Preventing falls is extremely important in ensuring that elderly loved ones can remain safe and at home. Falls are the leading cause of death of people over 65, resulting in over 9,500 deaths each year. One third of those 65 and older will fall each year and two thirds of those who fall one time will fall again within six months. Half of elders who sustain a fall will never return home, spending the rest of their lives in nursing care.

According to researchers at Colorado State University, some of the risk factors for falls include:

-       Osteoporosis. A decrease in bone density can cause stressed bones to break and make a person fall, and brittle bones are more likely to break during a fall.
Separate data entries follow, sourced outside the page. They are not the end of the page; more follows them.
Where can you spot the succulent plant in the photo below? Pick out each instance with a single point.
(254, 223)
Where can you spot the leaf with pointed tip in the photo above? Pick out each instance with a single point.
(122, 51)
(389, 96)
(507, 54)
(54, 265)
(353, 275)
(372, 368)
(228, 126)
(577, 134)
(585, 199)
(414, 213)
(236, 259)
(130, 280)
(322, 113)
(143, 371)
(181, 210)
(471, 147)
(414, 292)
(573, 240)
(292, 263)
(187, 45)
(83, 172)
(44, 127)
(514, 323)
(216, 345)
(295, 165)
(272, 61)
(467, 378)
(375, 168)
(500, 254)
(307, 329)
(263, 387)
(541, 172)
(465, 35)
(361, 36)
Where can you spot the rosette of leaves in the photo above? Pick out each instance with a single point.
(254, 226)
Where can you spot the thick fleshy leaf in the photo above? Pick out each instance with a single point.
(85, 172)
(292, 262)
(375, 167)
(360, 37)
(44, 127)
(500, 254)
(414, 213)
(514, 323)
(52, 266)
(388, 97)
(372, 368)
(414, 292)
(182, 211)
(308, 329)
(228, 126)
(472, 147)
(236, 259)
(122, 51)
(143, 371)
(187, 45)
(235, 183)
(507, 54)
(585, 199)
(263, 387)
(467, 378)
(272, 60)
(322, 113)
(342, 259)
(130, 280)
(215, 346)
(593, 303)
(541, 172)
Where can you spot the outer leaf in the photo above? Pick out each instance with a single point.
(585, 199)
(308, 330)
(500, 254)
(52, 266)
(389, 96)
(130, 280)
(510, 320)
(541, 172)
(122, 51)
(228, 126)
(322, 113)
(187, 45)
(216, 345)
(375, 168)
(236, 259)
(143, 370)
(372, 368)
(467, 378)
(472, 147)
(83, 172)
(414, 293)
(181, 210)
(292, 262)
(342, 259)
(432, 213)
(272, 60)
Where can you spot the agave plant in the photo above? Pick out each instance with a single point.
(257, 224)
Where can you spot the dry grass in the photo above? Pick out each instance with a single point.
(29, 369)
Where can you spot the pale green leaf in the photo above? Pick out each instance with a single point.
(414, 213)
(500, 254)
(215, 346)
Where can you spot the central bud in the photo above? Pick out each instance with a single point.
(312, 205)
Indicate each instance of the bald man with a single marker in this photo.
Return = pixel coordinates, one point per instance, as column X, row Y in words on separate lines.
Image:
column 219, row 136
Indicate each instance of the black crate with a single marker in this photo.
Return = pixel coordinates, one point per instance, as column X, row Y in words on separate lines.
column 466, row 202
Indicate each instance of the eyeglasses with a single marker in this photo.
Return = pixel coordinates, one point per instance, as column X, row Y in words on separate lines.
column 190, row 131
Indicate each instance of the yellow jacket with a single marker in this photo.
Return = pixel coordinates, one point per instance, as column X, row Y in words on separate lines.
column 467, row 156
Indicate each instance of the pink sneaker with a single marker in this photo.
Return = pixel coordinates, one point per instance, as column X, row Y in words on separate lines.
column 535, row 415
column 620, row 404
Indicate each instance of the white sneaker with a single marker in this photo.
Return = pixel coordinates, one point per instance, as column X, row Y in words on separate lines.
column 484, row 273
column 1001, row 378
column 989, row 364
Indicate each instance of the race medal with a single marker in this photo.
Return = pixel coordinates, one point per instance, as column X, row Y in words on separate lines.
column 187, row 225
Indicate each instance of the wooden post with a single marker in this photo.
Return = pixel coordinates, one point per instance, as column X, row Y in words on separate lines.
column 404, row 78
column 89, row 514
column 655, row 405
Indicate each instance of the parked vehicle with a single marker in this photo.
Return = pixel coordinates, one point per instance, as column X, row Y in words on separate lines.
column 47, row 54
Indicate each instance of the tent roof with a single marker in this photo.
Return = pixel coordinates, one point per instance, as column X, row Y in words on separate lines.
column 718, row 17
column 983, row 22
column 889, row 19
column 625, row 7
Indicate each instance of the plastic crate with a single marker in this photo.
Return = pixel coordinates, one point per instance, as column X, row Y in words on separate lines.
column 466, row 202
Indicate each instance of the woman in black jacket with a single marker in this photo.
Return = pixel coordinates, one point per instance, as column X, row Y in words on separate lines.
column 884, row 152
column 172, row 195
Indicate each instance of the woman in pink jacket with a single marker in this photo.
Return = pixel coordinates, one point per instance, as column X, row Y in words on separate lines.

-       Lack of Physical Activity. Without exercise, elders lose muscle tone, bone mass and flexibility, meaning that they’re less likely to recover from starting to fall, and are more likely to be injured in a fall.

-       Poor Vision. Lack of depth perception, sensitivity to light and blurred vision can lead elders to trip over obstacles and misjudge stairs.

-       Medications. The side effects of some medications impair balance and can cause low blood pressure.

-       In-home hazards. One third of falls are due to preventable in-home hazards such as torn carpets, footwear without proper treads and slippery floors.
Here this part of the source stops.